This seminar is part of the "Europe and the Global Economy" series.
The study of the political consequences of unemployment has a long history in political science. Regarding the electoral impact of unemployment, studies have focused both on its impact on political alienation, as well as its partisan effects. The financial crisis, which unfolded following the collapse of Lehman Brothers and rapidly spread to Europe, provides us with the opportunity to make several methodological improvements over the previous literature. In our empirical analysis, we use fine-grained registry-based data on the economic impact of the crisis and how it varied across Sweden’s more than 5000 electoral districts. We combine this with district-level data on vote-shares for all major parties in parliamentary elections before and after the crisis.
The economic impact varied a great deal across Sweden, mainly affecting industrial centers. Because the impact was so diverse across electoral districts, we are able to estimate the electoral impact of unemployment more efficiently than most previous studies.

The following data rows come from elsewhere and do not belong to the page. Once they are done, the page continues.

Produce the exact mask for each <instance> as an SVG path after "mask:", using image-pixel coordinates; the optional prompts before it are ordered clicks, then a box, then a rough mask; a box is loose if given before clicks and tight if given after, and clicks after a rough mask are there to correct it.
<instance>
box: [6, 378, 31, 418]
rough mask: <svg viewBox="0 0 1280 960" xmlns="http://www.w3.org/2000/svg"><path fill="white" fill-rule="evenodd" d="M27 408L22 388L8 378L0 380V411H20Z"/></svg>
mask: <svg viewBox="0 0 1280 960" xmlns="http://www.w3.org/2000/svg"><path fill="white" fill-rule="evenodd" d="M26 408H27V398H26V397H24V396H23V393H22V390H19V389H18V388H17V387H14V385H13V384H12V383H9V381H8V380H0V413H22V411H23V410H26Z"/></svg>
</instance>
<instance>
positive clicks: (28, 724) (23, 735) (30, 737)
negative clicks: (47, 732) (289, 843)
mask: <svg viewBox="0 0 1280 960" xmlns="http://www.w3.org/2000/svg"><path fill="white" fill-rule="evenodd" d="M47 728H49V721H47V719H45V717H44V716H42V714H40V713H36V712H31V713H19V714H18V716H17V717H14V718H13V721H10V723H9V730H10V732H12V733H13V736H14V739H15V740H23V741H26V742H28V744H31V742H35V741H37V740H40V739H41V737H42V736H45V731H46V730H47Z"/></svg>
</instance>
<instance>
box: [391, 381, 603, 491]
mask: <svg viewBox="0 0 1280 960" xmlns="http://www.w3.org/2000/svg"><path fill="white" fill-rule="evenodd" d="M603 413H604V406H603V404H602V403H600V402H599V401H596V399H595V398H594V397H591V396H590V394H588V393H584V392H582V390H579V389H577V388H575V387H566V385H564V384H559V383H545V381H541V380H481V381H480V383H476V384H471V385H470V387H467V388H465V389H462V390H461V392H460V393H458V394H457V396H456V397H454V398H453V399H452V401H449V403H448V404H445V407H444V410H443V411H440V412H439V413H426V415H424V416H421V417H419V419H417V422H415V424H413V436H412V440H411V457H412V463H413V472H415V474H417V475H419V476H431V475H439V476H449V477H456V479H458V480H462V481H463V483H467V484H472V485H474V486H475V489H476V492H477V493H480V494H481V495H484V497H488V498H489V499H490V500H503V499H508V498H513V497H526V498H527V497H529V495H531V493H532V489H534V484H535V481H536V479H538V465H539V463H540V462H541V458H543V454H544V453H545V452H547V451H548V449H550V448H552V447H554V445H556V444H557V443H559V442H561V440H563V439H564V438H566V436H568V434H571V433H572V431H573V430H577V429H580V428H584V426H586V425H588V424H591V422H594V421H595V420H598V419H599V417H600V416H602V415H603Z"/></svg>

Moreover, the sources of the crisis were not domestic. Because the crisis was an exogenous shock to the Swedish economy, the selection bias that is usually inherent in estimating the electoral impact of unemployment is mitigated. According to the results, the electoral impact of crisis-induced unemployment was large, leading to a marked fall in the vote share of the established left parties and a corresponding increase in that of the main radical right party.
Kåre Vernby is Associate Professor at the Department of Government, Uppsala University, where he teaches courses in comparative politics and methods. His research interests are in political economy and political behavior and his papers have been published or are forthcoming in academic journals such as American Journal of Political Science, Electoral Studies, European Union Politics and Politics & Society as well as several edited volumes.